The production worked when it was building on the grotesque rather than being  funny ha ha.  There were some clever comic moments for example when we are supposed to feel horror watching Duncan dying on stage (normally he dies off stage),  the joke being he doesn’t die easily even though he is a frail man.  It felt that Belt Up were working hard to blur the lines between comedy and tragedy so in a moment they became the same thing and this worked well here.   There were some other interesting ideas in this production such as a pregnant Lady Macbeth and  the birth in the second  visit to the witches scene was a thoughtful way of taking the pregnancy idea through the play to a conclusion.  Women with beards can be funny  and a Lady Macbeth that changes gender from man to women through a striptease on stage was very entertaining.  This is a reminder that Lady Macbeth was played by a man originally, but probably not a man with a beard.  Indeed, at times, I felt that I was watching a Monty Python approach to Macbeth, but for  nearly two hours it was just a little long, especially as the  joke was evident from the start and was continually repeated in similar ways. 

There were bits of this production which I didn’t think were successful.

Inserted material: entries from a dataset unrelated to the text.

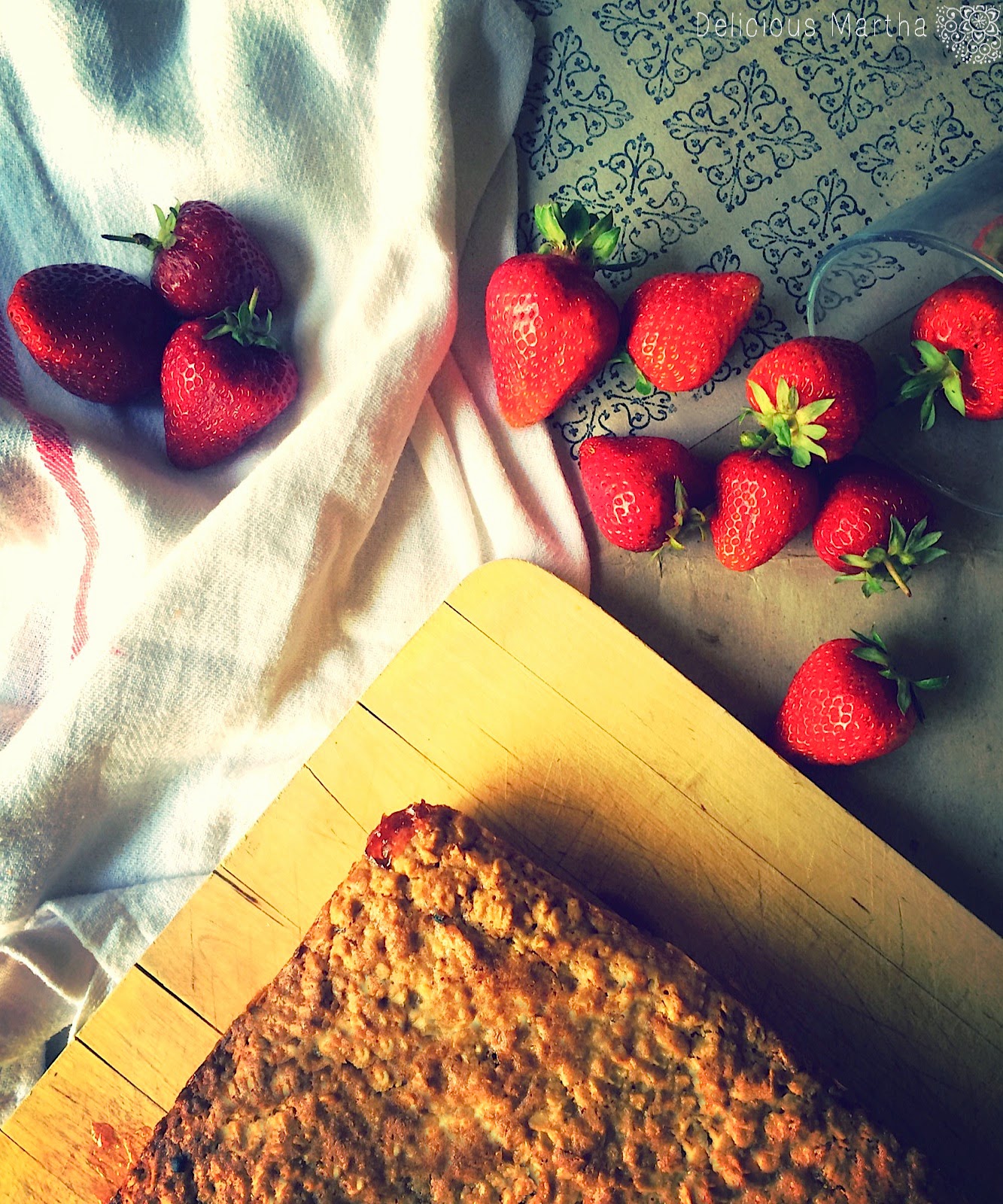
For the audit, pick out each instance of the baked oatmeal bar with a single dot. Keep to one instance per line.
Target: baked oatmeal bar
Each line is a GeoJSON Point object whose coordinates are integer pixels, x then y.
{"type": "Point", "coordinates": [457, 1026]}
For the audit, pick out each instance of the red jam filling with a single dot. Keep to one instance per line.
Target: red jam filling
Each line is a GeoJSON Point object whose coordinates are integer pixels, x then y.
{"type": "Point", "coordinates": [391, 837]}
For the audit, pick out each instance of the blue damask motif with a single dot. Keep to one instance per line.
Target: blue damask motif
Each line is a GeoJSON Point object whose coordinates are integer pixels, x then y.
{"type": "Point", "coordinates": [764, 331]}
{"type": "Point", "coordinates": [662, 41]}
{"type": "Point", "coordinates": [609, 406]}
{"type": "Point", "coordinates": [533, 9]}
{"type": "Point", "coordinates": [987, 87]}
{"type": "Point", "coordinates": [742, 135]}
{"type": "Point", "coordinates": [794, 238]}
{"type": "Point", "coordinates": [850, 78]}
{"type": "Point", "coordinates": [916, 150]}
{"type": "Point", "coordinates": [647, 204]}
{"type": "Point", "coordinates": [569, 104]}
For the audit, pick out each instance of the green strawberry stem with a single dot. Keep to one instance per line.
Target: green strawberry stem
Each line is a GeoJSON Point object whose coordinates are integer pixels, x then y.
{"type": "Point", "coordinates": [641, 385]}
{"type": "Point", "coordinates": [888, 564]}
{"type": "Point", "coordinates": [685, 518]}
{"type": "Point", "coordinates": [577, 234]}
{"type": "Point", "coordinates": [874, 650]}
{"type": "Point", "coordinates": [788, 427]}
{"type": "Point", "coordinates": [902, 554]}
{"type": "Point", "coordinates": [163, 240]}
{"type": "Point", "coordinates": [938, 371]}
{"type": "Point", "coordinates": [756, 439]}
{"type": "Point", "coordinates": [247, 328]}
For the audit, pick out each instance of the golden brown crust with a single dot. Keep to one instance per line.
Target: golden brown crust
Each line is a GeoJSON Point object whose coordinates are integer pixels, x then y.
{"type": "Point", "coordinates": [457, 1026]}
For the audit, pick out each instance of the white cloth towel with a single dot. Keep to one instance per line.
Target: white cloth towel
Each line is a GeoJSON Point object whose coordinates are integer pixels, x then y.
{"type": "Point", "coordinates": [172, 646]}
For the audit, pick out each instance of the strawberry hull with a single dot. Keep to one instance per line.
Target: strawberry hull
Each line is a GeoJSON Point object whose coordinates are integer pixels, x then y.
{"type": "Point", "coordinates": [96, 331]}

I didn’t get the clowning at the start of the play, which felt under rehearsed and indulgent and some of the playing against the verse rhythms for effect was irritating.  For example, in attempting to make some of the verse sound like it was being delivered by a WWI general through a loud hailer felt really contrived.   Belt Up have already used the device of a character dying on stage and the actor continuing to lay motionless on the stage for the curtain call in The Trail.  This worked much better in the space used for that production than on a proscenium arch stage where an audience expects a curtain call and playing against this, rather than being innovative, feels just chaotic and confusing.  I found the use of the  Theatre Royal stage which exposed the back wall and the ruins of the roman hospital, with the clutter on stage,  just a little frustrating, because all this suggested the backstage area of the theatre and  made me want to see a ‘backstage’ version of the play.  In setting up this expectation with the set it becomes slightly disappointing when this only happens in part. 

I am pleased that the Theatre Royal is taking chances with the productions it puts on and giving young companies like Belt Up the support it needs to establish itself.  Though some of this production worked for me, and other bits didn’t, it was much better seeing this than another dry ‘traditional’ approach to the play.